The character recognition unit,
When the end of the evaluation point calculation process is instructed by the user by the operation unit , even if there is no character candidate whose accuracy is equal to or greater than the threshold, the evaluation point calculation process is ended,
The plurality of character candidates are switchably displayed on the display unit,
The character candidate according to any one of claims 1 to 5, wherein, when a character candidate displayed on the display unit is designated by a user using the operation unit , the designated character candidate is a character in the input image. The image processing apparatus according to any one of the preceding claims.

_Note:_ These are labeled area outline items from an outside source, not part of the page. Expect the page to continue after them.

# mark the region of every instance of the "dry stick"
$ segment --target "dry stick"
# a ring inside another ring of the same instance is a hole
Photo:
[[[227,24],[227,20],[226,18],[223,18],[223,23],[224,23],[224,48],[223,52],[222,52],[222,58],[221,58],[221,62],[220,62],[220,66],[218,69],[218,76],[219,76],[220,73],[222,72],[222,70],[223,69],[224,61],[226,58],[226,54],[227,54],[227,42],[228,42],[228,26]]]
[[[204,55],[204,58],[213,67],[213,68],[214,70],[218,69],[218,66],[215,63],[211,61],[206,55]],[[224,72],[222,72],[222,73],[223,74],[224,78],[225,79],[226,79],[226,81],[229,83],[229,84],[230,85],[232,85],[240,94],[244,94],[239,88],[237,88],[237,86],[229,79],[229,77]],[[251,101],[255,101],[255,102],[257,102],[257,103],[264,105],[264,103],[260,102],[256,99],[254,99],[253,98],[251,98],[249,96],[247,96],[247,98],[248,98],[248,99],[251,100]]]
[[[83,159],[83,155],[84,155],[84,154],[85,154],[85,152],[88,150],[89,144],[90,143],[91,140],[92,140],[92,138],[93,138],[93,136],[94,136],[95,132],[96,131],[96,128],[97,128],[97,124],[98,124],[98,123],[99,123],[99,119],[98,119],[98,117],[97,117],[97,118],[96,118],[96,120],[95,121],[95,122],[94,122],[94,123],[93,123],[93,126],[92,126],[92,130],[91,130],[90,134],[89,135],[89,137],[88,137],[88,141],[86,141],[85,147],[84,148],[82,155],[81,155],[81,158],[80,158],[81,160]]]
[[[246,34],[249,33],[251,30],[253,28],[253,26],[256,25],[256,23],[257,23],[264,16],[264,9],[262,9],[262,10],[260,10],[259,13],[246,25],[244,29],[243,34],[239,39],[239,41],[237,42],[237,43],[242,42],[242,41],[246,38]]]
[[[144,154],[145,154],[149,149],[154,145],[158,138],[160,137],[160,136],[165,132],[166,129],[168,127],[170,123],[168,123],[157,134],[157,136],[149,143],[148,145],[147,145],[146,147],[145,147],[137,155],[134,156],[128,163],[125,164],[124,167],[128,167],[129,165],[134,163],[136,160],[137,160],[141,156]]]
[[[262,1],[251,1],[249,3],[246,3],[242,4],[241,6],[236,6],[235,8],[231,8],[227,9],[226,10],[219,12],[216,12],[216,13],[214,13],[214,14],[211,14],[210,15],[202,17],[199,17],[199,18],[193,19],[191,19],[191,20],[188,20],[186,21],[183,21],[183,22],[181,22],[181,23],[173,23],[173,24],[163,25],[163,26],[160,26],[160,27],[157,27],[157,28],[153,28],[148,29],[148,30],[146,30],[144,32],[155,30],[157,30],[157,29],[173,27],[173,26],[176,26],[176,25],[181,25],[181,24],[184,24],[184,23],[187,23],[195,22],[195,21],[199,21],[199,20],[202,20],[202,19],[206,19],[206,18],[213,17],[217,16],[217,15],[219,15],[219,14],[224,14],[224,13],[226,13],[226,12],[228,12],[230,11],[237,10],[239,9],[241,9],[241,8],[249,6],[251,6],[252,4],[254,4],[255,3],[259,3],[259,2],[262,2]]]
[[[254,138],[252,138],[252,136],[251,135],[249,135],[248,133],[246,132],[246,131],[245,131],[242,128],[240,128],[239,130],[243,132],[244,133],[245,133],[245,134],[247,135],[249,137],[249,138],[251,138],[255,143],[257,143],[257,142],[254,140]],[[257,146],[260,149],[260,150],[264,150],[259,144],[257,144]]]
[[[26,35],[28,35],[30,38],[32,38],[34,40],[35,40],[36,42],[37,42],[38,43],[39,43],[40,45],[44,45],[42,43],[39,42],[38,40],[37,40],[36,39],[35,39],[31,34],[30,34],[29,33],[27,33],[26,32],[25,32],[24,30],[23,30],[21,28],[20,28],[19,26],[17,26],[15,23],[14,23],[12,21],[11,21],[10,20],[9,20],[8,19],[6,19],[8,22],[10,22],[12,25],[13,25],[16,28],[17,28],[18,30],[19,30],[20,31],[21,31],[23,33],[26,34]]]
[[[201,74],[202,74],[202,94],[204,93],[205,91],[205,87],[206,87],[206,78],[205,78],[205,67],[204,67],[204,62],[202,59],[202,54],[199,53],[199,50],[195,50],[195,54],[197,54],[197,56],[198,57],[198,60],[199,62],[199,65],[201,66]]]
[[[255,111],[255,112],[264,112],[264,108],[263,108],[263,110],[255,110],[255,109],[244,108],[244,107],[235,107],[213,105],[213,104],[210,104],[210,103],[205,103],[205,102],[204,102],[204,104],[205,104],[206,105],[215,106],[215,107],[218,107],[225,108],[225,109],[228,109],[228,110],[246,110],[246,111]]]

An operation unit, a display unit, and an imaging unit that sequentially generates an input image, a control method of an image processing apparatus including:
For each of the sequentially generated input images, calculate an evaluation point for each of a plurality of character candidates for characters in each input image,
If there is a character candidate whose accuracy based on the plurality of evaluation points calculated for each of the sequentially generated input images is equal to or greater than a threshold, including recognizing the character candidate as a character in the input image,
In the above recognition,
If a predetermined condition is satisfied after the evaluation point calculation process is started, even if there is no character candidate whose accuracy is equal to or larger than the threshold, the evaluation point calculation process is terminated,
Displaying the plurality of character candidates on the display unit in an order based on the evaluation points;
When one of the character candidates displayed on the display unit is designated by the user by the operation unit, the designated character candidate is a character in the input image,
A control method characterized in that:

An operation unit, a display unit, and an imaging unit that sequentially generates an input image, a control program for an image processing apparatus,
For each of the sequentially generated input images, calculate an evaluation point for each of a plurality of character candidates for characters in each input image,
If there is a character candidate whose accuracy based on the plurality of evaluation points calculated for each of the sequentially generated input images is equal to or larger than a threshold, the image processing may recognize that the character candidate is recognized as a character in the input image. Let the device run,
In the above recognition,
If a predetermined condition is satisfied after the evaluation point calculation process is started, even if there is no character candidate whose accuracy is equal to or larger than the threshold, the evaluation point calculation process is terminated,
Displaying the plurality of character candidates on the display unit in an order based on the evaluation points;
When one of the character candidates displayed on the display unit is designated by the user by the operation unit, the designated character candidate is a character in the input image,
A control program characterized by the above-mentioned.